NEW READERS: IT’S NOT ABOUT THE FILESYSTEM ANYMORE BUT IT’S STILL BROKEN: SEE UPDATES AT BOTTOM OF POST. Addressing filesystem performance only partly fixed it. Thanks!
Since always, I’ve had latency issues on my digital audio workstation, which is running Ubuntu Linux (currently 12.04 LTS) against a Gigabyte motherboard with 4G of RAM and a suitably symmetric four-core processor. CPUs run 20%-ish in use most of the time (and all the time for these purposes), and I never have to swap.
In this configuration, I should be able to get down to around 7ms of buffer time and not get XRUNs (data loss due to buffer overrun) in my audio chain. 14ms if I want to be safe.
In reality, I can’t make it reliably at 74ms, and that has hitches I just have to live with. To get no XRUNs or close to it I have to go up to like 260ms, which is insane. I even tried getting a dedicated root-device USB card – I’ve long assumed it was some sort of USB issue. But no.
With some new tools (latencytop in particular) I have found it. It’s the file system. Specifically, it’s in the ext3′s internal transaction logging. To wit:
EXT3: committing transaction 302.9ms log_wait_commit 120.3ms
If I turn off read-time updating, which I tried last night, I get rid of 90% of the XRUNs, because the file system does about 90% less transaction logging to update all those inodes with new times.
But any attempt to write – well, you can guess. Even the pure realtime kernel doesn’t help; I compiled and installed a custom build of one today, but apparently this is still atomic: I get exactly the same behaviour. I may be able to live with that to some degree, because it’s a start-and-stop-of-writes thing, and as long as it doesn’t trigger during writes, I can get by.
But it’s bullshit, and it pisses me off.
I’m currently in progress of updating ext3 to ext4. I’d like to think that would solve it, given ext4′s dramatically better performance, but I have no such assurances at this point. I genuinely thought the realtime kernel might do it.
DO YOU HAVE ANYTHING YOU CAN TELL ME, DEAR INTERNETS? Particularly about filesystem tuning. Because this shouldn’t be happening; it just shouldn’t. Honestly, three tenths of a second to commit a transaction? I’ve been places where that kind of number was reasonable; it was called 1983, and I don’t live there anymore.
THINGS IT IS NOT:
- Shared interrupt
- This particular hard drive (the previous drive did it too; this one is faster)
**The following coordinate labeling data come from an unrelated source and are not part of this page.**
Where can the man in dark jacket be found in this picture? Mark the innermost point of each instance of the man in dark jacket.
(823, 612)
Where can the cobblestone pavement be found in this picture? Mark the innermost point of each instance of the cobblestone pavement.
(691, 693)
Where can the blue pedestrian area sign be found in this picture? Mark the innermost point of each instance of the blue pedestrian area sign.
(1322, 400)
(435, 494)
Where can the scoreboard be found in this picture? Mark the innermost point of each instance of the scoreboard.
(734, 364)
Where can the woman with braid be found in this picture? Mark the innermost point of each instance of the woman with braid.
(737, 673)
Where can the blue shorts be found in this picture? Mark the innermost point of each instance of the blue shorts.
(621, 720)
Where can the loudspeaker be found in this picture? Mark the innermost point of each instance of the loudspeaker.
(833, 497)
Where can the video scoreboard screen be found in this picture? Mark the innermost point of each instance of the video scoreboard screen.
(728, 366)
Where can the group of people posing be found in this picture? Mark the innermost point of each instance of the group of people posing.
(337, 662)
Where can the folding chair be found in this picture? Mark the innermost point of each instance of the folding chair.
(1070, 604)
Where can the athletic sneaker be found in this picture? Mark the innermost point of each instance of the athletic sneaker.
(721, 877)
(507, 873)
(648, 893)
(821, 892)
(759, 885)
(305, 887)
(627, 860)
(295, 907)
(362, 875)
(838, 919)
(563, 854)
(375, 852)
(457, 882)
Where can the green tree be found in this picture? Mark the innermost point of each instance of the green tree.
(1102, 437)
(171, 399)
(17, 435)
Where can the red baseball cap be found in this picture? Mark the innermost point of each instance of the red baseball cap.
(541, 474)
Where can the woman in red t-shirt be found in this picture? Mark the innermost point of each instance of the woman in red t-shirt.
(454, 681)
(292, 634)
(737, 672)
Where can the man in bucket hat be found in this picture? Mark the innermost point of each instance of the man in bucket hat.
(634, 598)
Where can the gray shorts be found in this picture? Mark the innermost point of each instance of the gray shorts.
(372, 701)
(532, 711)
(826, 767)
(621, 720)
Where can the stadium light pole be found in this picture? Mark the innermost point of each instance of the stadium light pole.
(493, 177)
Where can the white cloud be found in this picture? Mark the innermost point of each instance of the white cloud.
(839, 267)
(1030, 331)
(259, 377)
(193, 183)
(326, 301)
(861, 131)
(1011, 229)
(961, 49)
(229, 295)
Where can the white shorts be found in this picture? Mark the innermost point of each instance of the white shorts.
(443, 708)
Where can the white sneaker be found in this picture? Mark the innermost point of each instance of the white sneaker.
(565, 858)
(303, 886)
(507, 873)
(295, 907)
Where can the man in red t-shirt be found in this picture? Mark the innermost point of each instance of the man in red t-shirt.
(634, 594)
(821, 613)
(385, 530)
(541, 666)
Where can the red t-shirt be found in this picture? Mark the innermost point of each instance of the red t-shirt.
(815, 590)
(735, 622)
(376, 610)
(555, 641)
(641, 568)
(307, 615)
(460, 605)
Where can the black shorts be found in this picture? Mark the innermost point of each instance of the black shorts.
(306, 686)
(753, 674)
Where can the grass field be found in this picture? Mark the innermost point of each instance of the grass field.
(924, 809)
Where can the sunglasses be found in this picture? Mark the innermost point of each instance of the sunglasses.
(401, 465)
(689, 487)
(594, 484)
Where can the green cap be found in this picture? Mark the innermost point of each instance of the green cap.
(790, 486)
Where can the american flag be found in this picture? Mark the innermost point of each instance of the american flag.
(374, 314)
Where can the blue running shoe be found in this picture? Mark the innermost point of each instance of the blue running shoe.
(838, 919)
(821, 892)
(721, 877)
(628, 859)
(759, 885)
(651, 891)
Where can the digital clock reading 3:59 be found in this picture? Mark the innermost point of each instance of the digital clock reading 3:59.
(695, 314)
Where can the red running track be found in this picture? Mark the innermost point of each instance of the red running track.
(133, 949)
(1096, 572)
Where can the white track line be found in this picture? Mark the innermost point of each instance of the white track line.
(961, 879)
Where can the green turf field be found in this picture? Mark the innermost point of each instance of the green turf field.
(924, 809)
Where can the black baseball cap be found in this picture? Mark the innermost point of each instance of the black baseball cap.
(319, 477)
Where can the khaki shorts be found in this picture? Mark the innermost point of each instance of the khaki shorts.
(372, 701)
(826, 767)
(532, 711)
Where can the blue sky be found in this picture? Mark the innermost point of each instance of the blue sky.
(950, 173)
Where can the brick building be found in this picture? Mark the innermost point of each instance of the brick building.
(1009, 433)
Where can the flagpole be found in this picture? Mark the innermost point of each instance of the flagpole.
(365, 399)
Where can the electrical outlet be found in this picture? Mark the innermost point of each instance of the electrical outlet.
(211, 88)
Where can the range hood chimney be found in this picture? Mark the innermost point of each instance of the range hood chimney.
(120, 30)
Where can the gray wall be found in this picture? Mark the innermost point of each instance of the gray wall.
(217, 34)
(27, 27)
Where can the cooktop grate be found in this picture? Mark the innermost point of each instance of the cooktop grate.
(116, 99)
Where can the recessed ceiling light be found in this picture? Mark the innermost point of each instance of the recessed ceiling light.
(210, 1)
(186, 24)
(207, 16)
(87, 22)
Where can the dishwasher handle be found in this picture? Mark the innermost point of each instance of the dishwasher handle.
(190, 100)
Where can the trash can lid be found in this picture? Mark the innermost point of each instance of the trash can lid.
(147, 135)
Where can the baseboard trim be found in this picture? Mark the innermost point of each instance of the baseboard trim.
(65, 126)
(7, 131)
- ondemand CPU scheduling (i’m running in performance)
- this particular USB port or a USB hub or extension cord or any of the sort
- bluetooth or other random services (including search)
- Corrupt HD
- Old technology (it’s SATA; the drive is like six months old)
- lack of RT kernel. I built this RT kernel today.
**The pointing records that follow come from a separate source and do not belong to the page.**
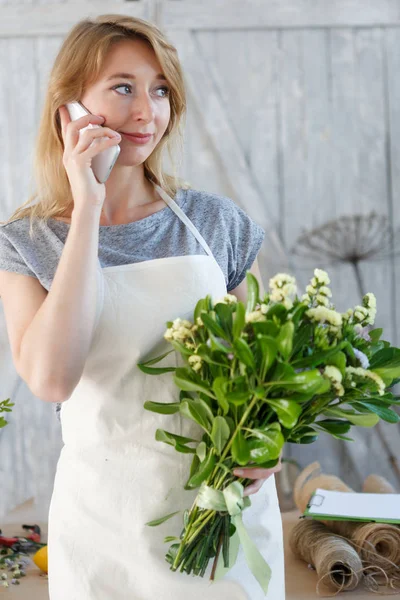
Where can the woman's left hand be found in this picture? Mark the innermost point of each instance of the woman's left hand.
(260, 475)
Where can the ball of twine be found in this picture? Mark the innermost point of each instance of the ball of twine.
(334, 559)
(377, 544)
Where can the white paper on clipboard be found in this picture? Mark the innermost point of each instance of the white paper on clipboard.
(353, 505)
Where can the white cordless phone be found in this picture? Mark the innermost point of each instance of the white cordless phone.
(103, 162)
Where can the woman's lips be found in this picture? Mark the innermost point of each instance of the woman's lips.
(137, 139)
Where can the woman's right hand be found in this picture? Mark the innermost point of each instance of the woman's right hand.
(78, 154)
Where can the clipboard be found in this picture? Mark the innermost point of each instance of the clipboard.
(353, 506)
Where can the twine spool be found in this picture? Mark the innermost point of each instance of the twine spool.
(377, 544)
(312, 478)
(376, 484)
(335, 560)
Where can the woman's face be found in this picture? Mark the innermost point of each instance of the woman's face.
(132, 95)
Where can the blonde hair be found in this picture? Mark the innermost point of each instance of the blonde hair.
(78, 63)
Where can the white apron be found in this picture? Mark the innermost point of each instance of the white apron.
(113, 476)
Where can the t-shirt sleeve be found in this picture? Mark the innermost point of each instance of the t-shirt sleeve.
(10, 259)
(245, 240)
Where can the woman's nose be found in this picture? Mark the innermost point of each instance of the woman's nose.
(142, 108)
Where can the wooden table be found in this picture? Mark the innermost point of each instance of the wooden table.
(300, 580)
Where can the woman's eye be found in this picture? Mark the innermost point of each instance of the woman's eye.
(165, 89)
(122, 85)
(127, 86)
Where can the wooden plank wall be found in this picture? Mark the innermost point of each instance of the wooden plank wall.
(309, 99)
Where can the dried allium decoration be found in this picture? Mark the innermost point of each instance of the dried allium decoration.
(352, 239)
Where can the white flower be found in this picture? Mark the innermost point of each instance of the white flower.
(181, 323)
(254, 317)
(363, 358)
(322, 300)
(168, 335)
(195, 362)
(311, 290)
(322, 277)
(367, 374)
(227, 299)
(323, 314)
(282, 286)
(181, 334)
(334, 375)
(325, 291)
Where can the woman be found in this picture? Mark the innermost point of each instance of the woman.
(78, 329)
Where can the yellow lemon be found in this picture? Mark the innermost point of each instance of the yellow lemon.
(40, 559)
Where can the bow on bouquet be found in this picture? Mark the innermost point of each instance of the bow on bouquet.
(281, 369)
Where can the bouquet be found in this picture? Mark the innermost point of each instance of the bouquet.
(281, 369)
(5, 406)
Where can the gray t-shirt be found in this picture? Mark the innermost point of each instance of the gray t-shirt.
(233, 237)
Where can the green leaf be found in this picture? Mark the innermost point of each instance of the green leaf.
(335, 426)
(304, 435)
(162, 408)
(365, 420)
(162, 519)
(240, 449)
(302, 337)
(186, 380)
(385, 358)
(306, 381)
(269, 349)
(238, 397)
(219, 389)
(152, 361)
(239, 320)
(193, 468)
(244, 353)
(285, 339)
(177, 441)
(252, 292)
(384, 413)
(213, 326)
(288, 411)
(205, 469)
(220, 434)
(278, 311)
(181, 348)
(156, 370)
(198, 411)
(265, 328)
(201, 451)
(216, 345)
(224, 314)
(319, 357)
(387, 373)
(208, 355)
(268, 444)
(375, 334)
(338, 360)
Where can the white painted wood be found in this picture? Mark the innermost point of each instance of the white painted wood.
(200, 78)
(293, 112)
(276, 14)
(250, 100)
(57, 19)
(392, 98)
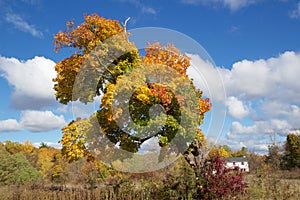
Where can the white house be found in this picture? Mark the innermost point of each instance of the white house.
(240, 162)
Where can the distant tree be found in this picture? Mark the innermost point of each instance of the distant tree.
(292, 151)
(240, 153)
(256, 162)
(43, 145)
(274, 157)
(16, 169)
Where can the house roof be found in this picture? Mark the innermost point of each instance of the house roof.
(236, 159)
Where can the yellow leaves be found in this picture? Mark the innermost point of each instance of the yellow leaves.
(107, 98)
(67, 71)
(166, 55)
(73, 139)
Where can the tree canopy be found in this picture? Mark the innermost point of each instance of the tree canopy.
(142, 96)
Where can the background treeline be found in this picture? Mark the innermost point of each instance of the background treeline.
(27, 172)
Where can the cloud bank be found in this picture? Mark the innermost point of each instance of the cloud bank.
(31, 81)
(233, 5)
(34, 121)
(263, 97)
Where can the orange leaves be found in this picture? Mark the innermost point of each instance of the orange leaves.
(87, 35)
(67, 71)
(161, 94)
(166, 55)
(204, 105)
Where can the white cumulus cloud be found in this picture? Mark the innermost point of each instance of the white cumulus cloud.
(236, 108)
(31, 81)
(34, 121)
(22, 25)
(10, 125)
(41, 121)
(233, 5)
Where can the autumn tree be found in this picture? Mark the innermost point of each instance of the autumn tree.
(292, 151)
(142, 96)
(16, 169)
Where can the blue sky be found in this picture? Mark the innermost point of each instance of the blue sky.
(255, 45)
- Going to be solved by installing a different operating system. Please don’t.
ETA: I got the ext3 filesystem upgraded to ext4, which made all those above numbers get dramatically smaller, but no further XRUN improvement. So I then disabled journaling, a configuration which outperforms raw ext2 in benchmarks I saw, and the machine is screamingly fast despite the RT kernel…
…and it hasn’t made one goddamn whit of difference in the remaining XRUNs. WTF, computer? WTF.
ETA2 (23:51 18 August): Okay, while screwing with the filesystem did solve many XRUN problems, there are still other XRUNs which are apparently unrelated, most notably, the master-record-enable XRUN. Even moving the project to a tmpfs RAM disk and running from there produced identical results, so I’m concluding this is an entirely separate problem.
I’ve already done pretty much everything there is to do the LinuxMusicians configuration consultation page and my setup actually passes their evaluation script. I should be golden, but I’m not. Help?
ETA3 (0:26 19 August): Every two minutes, right now, with the system mostly idle, I’m getting a burst of XRUNs. On an idle machine. But it is exactly every two minutes. And while Ardour remains on top of Top even when idle (at 10% of CPU and 13.5% of RAM), Xorg pops up just underneath it, and its CPU use spikes.
What does Xorg do every two minutes? Anybody? Seriously I have no idea.
ETA4 (13:19 19 August): ARDOUR 3 TRIGGERS SESSION SAVE EVERY TWO MINUTES BY DEFAULT. Disabling that STOPS the two-minute failures entirely. We’re back to file system adventures. Holy hell. THIS HAPPENS EVEN ON RAMDISK so it’s not filesystem or media specific. What the hell is going on here?